If we mistake the idea of ‘joy’ for ‘happiness’ then we run the risk of developing a deep bitterness. How can God expect me to be happy in the midst of finding out a friend lost her baby? When some of my deepest desires continues to be unfilled, God’s asking me to be happy about that?
No, no, He’s not. Having joy in these circumstances means having a trust and hope that everything will be alright, not because the situation will get better (it very well may not), but because we know that something else is coming– that the Lord is good, and He works things together for the good for those who love Him. We know that “this too shall pass” and that God will indeed make this right, if not now, then in the Resurrection. Romans 12.12 says to be joyful in hope. Not in a way that we “hope” (or wish) something better will happen, but in having confidence that all things will be restored in the end because God has promised that to us. Some days it seems a long way off, but it’s a real promise we can hang onto.

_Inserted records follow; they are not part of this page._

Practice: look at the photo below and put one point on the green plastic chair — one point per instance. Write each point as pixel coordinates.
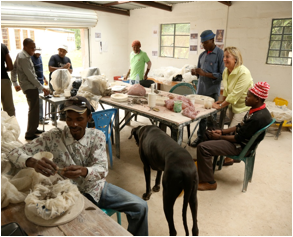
(110, 212)
(246, 155)
(183, 88)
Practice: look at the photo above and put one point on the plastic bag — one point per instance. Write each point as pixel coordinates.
(60, 80)
(280, 113)
(91, 71)
(137, 89)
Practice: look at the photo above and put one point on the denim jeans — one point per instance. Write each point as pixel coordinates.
(41, 118)
(54, 108)
(135, 208)
(207, 121)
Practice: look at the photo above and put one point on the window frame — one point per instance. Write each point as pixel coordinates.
(32, 35)
(24, 34)
(280, 49)
(8, 40)
(17, 37)
(174, 40)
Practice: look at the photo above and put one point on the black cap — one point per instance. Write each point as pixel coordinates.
(78, 104)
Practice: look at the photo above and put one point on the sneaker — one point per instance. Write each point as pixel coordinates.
(196, 142)
(43, 122)
(206, 186)
(31, 138)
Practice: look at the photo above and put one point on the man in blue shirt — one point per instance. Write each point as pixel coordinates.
(209, 71)
(38, 65)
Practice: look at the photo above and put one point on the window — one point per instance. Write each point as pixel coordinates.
(280, 46)
(5, 37)
(17, 38)
(32, 34)
(175, 40)
(25, 35)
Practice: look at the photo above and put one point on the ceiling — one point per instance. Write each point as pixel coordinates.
(123, 7)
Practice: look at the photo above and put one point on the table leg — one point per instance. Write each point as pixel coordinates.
(44, 118)
(127, 116)
(222, 117)
(117, 134)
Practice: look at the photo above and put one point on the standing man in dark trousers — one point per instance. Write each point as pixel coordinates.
(24, 68)
(6, 91)
(209, 71)
(59, 61)
(38, 64)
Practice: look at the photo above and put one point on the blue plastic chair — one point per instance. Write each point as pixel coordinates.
(183, 88)
(110, 212)
(246, 155)
(104, 120)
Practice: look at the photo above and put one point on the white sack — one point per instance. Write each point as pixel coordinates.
(280, 113)
(57, 198)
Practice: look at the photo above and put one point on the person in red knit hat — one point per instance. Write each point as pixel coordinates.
(222, 142)
(138, 59)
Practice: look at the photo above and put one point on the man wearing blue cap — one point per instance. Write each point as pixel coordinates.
(209, 71)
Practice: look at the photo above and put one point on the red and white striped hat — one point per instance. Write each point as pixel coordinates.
(261, 89)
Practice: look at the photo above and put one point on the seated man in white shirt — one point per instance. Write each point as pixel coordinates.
(82, 152)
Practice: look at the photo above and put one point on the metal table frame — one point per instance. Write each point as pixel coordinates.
(176, 130)
(55, 101)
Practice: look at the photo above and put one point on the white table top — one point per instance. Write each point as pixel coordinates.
(164, 113)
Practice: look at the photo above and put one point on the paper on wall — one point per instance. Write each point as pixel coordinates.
(193, 42)
(98, 36)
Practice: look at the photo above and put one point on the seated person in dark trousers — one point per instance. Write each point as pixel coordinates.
(223, 143)
(59, 61)
(82, 152)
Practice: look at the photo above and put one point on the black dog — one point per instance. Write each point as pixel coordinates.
(160, 152)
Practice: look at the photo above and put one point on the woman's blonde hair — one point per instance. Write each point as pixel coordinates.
(236, 54)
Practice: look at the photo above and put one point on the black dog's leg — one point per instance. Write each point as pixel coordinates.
(193, 207)
(156, 188)
(171, 191)
(147, 175)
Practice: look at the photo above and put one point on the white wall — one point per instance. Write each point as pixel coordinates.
(114, 31)
(249, 26)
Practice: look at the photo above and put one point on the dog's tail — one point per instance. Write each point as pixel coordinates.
(187, 192)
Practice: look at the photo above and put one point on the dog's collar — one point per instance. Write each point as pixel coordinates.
(140, 128)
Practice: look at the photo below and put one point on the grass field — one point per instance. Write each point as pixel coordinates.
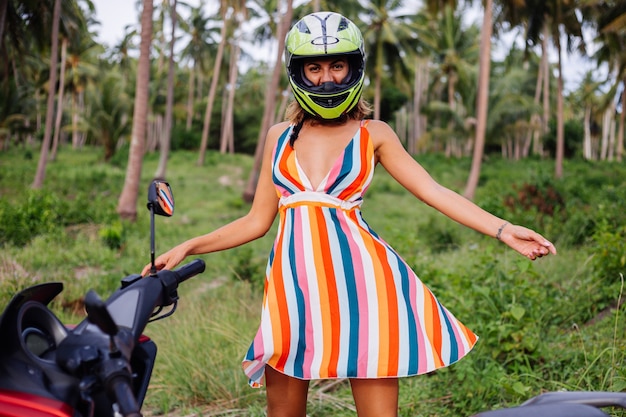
(547, 325)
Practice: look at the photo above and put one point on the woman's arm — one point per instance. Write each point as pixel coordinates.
(411, 175)
(251, 226)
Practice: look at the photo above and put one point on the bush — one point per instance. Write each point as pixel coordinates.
(42, 212)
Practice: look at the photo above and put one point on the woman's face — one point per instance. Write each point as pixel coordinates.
(321, 70)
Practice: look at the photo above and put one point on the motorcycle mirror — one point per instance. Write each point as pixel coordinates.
(161, 202)
(161, 198)
(98, 314)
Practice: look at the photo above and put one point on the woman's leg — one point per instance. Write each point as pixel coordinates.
(375, 397)
(286, 396)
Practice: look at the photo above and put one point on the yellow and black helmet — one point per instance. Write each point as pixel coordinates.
(325, 34)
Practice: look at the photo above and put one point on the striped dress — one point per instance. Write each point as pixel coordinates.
(339, 302)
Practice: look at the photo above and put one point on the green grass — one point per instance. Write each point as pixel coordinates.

But that’s not easy. Especially when you’ve just been blindsided by a circumstance that you couldn’t predict and certainly didn’t expect. At least that’s how it is with me. Typically for a few days I’m pretty rattled and feel like giving in to the despair. I have a melancholy personality to begin with, so I know that I’m susceptible to falling fast into that which is not joy. Maybe you’re the same way.

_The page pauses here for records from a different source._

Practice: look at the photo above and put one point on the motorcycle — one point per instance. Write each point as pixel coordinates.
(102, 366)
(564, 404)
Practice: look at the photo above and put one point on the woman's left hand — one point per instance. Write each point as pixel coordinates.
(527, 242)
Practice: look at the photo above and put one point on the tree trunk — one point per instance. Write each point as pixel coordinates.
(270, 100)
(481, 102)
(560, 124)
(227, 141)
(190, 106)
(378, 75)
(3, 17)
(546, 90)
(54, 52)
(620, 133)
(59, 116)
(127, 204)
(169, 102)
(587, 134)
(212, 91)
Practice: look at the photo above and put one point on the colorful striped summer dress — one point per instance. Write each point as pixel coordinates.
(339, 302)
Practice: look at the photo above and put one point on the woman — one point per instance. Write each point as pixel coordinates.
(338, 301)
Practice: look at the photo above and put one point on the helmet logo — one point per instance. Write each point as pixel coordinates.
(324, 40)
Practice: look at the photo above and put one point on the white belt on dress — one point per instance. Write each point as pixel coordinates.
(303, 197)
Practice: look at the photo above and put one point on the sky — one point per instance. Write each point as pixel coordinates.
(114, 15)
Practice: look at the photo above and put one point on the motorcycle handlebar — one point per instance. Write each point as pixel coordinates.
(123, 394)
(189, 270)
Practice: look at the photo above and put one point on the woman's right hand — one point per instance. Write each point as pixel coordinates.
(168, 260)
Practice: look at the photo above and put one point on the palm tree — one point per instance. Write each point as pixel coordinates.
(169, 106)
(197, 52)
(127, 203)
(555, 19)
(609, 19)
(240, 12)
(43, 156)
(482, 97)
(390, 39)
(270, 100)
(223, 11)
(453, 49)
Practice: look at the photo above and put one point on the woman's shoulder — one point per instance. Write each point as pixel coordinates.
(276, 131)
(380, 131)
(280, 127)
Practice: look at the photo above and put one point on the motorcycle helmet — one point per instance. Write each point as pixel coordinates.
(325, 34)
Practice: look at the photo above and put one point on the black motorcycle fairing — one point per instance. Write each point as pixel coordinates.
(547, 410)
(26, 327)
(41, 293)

But the Scriptures encourage us to chose joy. To remind ourselves that this too shall be made right. To practice thankfulness for those things that will never be taken away from us. To lean into God, knowing that He is there, and by choosing to take refuge in Him as we walk through the circumstantial messes.
Like we said last week, this is not fruit of ourselves, but fruit of the Spirit. How do we get to the place where joy is a fruit it on our lives? Here are a few things that help me…

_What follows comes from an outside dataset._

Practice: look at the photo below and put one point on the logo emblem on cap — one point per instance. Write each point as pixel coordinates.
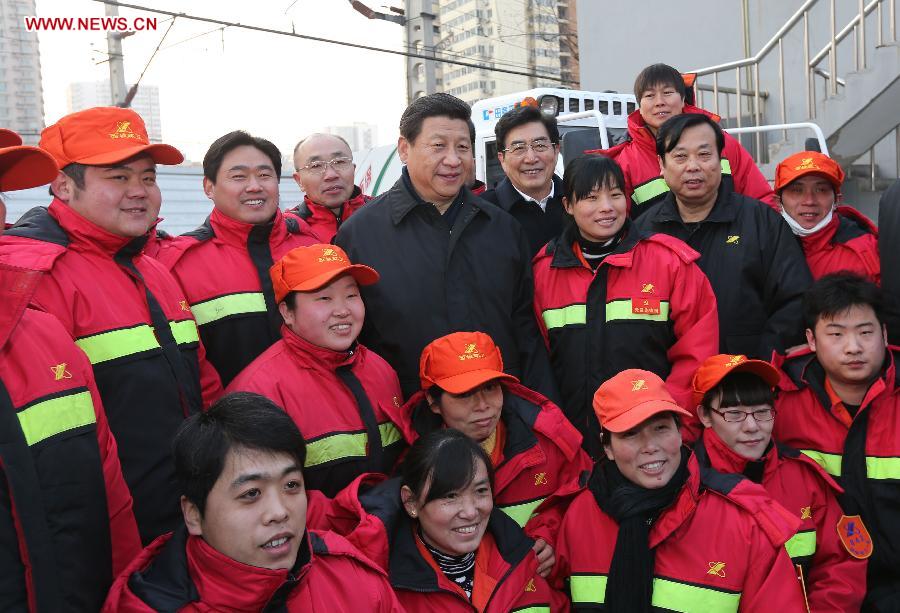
(470, 353)
(717, 569)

1. Meditate on this verse throughout the day: “Whatever is true,
whatever is noble, whatever is right, whatever is pure, whatever is
lovely, whatever is admirable—if anything is excellent or
praiseworthy—think about such things.” (Philippians 4.8)
2. Practice gratitude. Slow down and give thanks for those blessings in life, no matter how small. By doing this, we’re changing the subject matter on which our minds are dwelling and redirecting our gaze from ourselves to the Father.
3. Listen to music that speaks to your soul. Good music often captivates my emotions. When I’m not feeling joyful, I know there are some songs that I can listen to that help change my emotional disposition in a way that merely reading words on a page cannot.
1. Memorize Scripture together! Hiding Scripture in our children’s hearts gives the Holy Spirit words to speak to those little hearts long after they are “little”.
One idea is to print off verses along with a picture of some sort that describes the verses, and then put them in a mini photo album that you can get at the dollar store. You could keep a copy in the car if your family does a lot of driving (or by their bed or by the toilet). By putting pictures with the verses, it gives non-readers a little way to get them started on the verse without your help.
2. Sing! Songwrite! Dance! Whatever your children are inclined towards. Just as music creates emotional responses in us, it does in our children as well. Helping kids write simple songs to God is a way that they can express their joy (re-joicing!).